Le primitivisme des réalisations de C. Simonds peut être critiqué[33], tout comme la croyance de l’artiste en une efficacité de son œuvre dont la fonction serait, selon ses propres termes, activiste et provocatrice[34]. Sans aller jusque-là, il nous semble toutefois que ces créations poétiques ne sont pas dénuées d’une dimension politique[35], ne serait-ce que parce qu’elles prennent place au cœur de la cité et parce qu’en y instillant la fable et le mythe elles incitent à repenser la manière dont nous habitons le monde :
Les travaux de Charles Simonds nous aident peut-être à nous souvenir de l’habiter, à apprendre à habiter, à nous installer sur la terre, sans l’exploiter, sans l’épuiser, attentif à ce qui mûrit en elle, à ce qui à partir d’elle pousse et s’édifie[36].
Charles Simonds, Dwellings, East Houston Street, New York, 1972 (vue d’ensemble et detail de l’installation, dessins de Claudine Griffoul d’après les photographies des oeuvres de C. Simonds)

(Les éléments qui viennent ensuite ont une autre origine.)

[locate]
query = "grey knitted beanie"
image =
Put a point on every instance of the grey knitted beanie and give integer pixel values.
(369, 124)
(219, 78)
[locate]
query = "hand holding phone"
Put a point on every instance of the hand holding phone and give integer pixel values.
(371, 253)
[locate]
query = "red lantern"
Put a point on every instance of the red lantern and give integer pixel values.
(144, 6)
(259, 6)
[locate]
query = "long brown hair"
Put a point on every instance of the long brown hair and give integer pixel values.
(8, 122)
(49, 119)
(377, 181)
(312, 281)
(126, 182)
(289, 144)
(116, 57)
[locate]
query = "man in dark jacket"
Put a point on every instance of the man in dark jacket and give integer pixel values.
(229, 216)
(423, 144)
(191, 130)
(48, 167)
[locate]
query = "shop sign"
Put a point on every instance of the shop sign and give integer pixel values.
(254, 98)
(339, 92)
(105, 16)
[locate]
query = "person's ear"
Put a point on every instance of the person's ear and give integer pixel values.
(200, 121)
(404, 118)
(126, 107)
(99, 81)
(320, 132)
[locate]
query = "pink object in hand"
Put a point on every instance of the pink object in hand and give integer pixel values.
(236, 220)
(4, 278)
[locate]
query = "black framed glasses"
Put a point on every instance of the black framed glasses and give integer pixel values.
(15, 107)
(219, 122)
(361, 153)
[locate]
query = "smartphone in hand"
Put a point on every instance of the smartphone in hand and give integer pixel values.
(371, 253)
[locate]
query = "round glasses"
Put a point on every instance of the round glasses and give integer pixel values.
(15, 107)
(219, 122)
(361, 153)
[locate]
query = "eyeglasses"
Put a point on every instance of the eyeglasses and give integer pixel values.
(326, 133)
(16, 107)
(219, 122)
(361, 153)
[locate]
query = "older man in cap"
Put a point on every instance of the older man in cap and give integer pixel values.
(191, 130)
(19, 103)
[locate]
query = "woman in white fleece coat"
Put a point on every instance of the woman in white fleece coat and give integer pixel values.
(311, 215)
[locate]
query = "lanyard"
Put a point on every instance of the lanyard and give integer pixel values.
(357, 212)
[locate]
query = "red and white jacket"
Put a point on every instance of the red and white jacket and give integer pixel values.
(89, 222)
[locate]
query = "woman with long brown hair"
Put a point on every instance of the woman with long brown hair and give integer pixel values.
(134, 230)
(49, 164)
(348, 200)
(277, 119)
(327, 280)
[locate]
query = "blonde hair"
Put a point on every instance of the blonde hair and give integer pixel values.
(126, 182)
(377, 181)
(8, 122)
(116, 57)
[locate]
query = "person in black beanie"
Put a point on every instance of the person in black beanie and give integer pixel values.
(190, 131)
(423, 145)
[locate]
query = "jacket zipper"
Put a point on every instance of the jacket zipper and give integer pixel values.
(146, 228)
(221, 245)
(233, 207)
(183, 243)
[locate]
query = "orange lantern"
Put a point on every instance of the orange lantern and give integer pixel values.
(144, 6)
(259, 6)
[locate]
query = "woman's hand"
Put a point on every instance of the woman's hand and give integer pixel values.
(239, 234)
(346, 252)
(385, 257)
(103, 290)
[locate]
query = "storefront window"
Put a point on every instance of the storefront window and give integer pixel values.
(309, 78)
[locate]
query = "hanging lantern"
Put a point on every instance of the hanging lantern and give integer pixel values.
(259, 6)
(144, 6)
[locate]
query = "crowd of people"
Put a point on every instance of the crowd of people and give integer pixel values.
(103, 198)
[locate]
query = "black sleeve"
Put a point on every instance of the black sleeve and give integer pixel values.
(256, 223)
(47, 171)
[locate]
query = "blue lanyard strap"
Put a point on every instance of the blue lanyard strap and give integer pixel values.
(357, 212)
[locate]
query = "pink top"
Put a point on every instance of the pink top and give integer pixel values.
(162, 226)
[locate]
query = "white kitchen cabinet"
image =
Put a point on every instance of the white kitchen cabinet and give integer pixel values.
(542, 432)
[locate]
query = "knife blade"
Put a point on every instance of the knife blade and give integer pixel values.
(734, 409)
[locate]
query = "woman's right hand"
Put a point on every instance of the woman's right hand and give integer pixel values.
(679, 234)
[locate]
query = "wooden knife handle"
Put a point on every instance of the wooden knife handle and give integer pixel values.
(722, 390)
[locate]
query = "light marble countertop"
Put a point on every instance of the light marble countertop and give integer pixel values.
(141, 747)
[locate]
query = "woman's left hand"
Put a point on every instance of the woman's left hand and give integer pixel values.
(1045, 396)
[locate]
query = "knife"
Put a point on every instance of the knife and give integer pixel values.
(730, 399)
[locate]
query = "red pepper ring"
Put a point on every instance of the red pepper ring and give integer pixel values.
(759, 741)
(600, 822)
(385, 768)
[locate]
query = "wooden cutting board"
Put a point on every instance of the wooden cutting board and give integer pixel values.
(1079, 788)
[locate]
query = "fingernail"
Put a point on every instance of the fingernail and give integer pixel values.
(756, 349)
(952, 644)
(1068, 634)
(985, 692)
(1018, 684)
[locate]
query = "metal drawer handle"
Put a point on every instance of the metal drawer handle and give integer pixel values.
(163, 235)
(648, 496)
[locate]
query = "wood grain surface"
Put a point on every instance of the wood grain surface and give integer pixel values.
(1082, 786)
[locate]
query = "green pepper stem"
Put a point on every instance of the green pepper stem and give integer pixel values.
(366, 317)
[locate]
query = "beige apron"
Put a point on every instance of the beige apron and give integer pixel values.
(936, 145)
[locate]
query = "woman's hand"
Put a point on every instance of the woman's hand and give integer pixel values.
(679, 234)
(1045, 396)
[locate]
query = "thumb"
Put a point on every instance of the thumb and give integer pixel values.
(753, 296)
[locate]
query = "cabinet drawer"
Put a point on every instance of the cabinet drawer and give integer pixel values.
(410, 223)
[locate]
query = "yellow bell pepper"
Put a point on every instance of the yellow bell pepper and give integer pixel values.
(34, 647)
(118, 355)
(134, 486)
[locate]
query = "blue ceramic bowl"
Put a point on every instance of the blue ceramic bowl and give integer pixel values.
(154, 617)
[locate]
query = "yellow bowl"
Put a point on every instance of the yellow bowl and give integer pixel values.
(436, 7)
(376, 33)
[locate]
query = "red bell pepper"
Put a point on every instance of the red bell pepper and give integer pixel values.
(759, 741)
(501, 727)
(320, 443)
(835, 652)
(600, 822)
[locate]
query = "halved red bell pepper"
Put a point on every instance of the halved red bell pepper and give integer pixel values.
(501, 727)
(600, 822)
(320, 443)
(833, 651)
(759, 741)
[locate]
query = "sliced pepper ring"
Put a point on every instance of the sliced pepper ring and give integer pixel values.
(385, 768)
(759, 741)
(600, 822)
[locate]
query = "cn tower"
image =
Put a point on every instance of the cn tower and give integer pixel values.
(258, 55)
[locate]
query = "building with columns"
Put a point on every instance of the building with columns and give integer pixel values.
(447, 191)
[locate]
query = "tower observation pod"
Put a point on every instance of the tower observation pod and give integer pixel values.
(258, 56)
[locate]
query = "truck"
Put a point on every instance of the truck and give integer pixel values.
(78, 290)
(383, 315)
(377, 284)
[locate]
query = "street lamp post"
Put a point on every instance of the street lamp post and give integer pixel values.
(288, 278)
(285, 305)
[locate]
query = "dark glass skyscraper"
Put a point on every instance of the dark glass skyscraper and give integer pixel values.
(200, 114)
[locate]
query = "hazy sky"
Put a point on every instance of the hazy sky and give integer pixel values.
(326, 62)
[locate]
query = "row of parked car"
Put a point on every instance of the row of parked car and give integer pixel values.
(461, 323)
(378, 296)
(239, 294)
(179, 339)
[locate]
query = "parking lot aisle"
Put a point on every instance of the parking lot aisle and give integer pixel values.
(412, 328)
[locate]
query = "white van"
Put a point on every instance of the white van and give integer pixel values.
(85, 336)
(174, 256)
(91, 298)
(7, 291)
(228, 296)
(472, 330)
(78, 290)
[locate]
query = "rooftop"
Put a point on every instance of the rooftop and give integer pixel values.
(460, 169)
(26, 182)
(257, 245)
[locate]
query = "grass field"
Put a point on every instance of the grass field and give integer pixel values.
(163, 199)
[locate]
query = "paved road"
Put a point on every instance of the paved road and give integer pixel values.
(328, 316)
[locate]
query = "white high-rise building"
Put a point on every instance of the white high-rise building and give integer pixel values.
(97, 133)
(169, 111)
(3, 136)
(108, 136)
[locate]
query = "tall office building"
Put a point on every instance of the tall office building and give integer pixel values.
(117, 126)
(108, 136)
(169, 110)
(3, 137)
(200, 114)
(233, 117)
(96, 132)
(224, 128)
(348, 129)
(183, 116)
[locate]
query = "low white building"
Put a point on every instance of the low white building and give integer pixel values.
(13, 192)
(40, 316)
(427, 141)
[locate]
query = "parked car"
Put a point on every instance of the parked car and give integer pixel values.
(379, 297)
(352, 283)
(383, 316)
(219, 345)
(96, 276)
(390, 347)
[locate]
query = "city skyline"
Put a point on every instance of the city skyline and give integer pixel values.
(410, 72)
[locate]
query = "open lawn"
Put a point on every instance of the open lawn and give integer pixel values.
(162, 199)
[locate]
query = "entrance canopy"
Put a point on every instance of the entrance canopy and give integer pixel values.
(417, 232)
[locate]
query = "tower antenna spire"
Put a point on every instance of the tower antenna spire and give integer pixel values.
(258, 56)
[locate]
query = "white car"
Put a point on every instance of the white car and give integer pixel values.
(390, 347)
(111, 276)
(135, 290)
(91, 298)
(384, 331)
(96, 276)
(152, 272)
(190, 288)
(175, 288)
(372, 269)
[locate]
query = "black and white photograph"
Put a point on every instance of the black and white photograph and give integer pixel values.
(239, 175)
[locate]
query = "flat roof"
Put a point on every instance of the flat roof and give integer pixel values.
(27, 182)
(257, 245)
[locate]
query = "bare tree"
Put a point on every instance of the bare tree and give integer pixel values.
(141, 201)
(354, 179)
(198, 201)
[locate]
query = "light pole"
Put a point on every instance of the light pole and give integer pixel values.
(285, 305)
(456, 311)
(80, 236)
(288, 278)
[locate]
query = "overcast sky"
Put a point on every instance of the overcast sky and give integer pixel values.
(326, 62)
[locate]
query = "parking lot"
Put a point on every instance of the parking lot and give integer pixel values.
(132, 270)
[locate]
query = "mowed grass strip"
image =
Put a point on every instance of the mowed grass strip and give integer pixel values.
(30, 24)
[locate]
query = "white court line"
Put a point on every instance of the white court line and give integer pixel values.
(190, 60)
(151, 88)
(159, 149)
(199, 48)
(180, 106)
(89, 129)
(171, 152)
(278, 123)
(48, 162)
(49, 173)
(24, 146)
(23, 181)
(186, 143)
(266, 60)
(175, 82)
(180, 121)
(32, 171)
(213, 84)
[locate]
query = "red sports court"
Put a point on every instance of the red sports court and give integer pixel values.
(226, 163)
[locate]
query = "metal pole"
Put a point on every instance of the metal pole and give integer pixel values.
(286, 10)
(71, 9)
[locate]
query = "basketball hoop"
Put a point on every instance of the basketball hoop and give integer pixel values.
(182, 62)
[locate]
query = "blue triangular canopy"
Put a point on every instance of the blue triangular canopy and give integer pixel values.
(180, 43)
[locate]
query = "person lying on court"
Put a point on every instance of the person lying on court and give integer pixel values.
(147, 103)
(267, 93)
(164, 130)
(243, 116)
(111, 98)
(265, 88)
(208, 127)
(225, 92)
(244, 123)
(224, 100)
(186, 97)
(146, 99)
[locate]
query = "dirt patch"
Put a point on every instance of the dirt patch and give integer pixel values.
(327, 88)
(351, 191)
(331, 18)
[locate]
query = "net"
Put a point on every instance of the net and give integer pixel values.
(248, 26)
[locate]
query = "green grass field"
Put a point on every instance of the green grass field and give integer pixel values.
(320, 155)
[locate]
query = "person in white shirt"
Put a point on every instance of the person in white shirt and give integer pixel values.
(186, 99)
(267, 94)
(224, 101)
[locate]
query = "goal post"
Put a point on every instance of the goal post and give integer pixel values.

Les artistes que nous venons d’étudier, travaillant l’habitat dans ses multiples dimensions (réelles, politiques, affectives, etc.), apportent à leur manière des éléments de réponse à la question, plus complexe qu’il n’y paraît : qu’est-ce qu’habiter ? A travers leurs œuvres, il apparaît que ce terme n’est peut-être pas seulement synonyme de résider entre quatre murs. Habiter c’est, certes, demeurer dans une maison, un appartement… Cependant, toute cité qui génère des logements n’est pas pour autant "habitable", c'est-à-dire vivable et respirable. C’est que la notion d’habitat ne concerne pas seulement le bâti : elle déborde tout d’abord la simple demeure pour toucher l’environnement alentour (le quartier, la ville, le pays etc.) mais a également trait à des ingrédients imaginaires, presque alchimiques, qui échappent à toute planification si bien, d’ailleurs, que « l’univers rationalisé est "inhabitable" là où manque la dimension symbolique[37] ».
Or, cette dimension semble surgir là où les artistes choisissent d’investir des portions de l’espace public. Aussi, peut-être n’est-il nullement besoin d’être sédentarisé dans une ville pour éprouver le sentiment de l’habiter : nomades, œuvrant dans différentes cités qu’ils parcourent et marquent de leurs empreintes, les plasticiens montrent que pour habiter il faut peut-être avant tout s’approprier les lieux, même provisoirement et même si cette (ré)appropriation passe par la destruction, le détournement, la subversion ou bien au contraire par des actes discrets et peu visibles, l’important étant sans doute de faire un « effort pour détourner de leur fonction première des constructions de la ville, afin de les rendre habitables et de retrouver ainsi notre vocation d’être-au-monde[38] ».